Image resolution matters quite a lot for jina-embeddings-v4 when processing visually rich materials. One key issue is that text should be sized to be readable. What you can’t read, AI can’t read either, and if the text matters, then it has to be read.

But, too high a resolution and it becomes difficult for the embedding model to assemble image patches into a coherent whole. It’s also expensive: Higher resolutions mean more processing and, for multi-vector embeddings, more storage and slower matching.

Using multiple resolutions and applying late interaction-style scoring on all the outputs together is a good way to handle visually rich images with varying sizes. But, this adds to processing and storage costs, and slows down retrieval the same way that very large resolutions do.
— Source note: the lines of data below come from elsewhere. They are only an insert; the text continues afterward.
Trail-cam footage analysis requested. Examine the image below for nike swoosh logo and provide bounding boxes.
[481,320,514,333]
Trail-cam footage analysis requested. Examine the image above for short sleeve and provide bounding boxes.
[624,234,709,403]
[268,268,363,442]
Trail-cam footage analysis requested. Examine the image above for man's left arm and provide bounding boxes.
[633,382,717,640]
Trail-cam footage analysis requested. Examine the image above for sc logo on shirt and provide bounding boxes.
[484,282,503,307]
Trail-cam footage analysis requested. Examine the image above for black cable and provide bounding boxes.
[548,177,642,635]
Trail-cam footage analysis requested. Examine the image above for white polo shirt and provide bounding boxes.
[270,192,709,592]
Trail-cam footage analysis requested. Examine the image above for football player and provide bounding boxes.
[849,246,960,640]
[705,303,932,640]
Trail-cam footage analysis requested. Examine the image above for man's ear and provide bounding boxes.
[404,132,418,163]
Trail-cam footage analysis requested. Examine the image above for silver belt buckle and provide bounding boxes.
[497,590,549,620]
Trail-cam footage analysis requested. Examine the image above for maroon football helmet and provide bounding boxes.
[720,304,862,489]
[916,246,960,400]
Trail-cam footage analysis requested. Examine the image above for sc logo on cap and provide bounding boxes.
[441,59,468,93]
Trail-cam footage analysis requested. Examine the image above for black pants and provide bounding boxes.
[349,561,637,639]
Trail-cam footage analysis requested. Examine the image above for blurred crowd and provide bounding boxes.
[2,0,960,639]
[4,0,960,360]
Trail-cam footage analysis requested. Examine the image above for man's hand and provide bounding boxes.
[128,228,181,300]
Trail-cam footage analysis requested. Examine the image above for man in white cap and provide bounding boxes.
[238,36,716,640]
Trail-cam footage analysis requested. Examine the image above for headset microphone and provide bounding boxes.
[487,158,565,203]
We’re looking into ways we can operationalize this insight to improve neural search. We are constantly trying to diversify our training and test data to probe our models for shortcomings and devise ways to improve them. We are looking into the effects of resolution and multi-resolution techniques like the ones described here on various types of materials.

We are also doing experiments to see if multiple-resolution techniques like the ones described here mitigate the effect of noise in images and produce more robust retrieval.

Furthermore, it may be possible to automatically determine in advance the optimal resolution for each image. If we can reliably detect the best resolution, it would remove one more parameter for users while improving overall results, making embeddings more accessible and usable.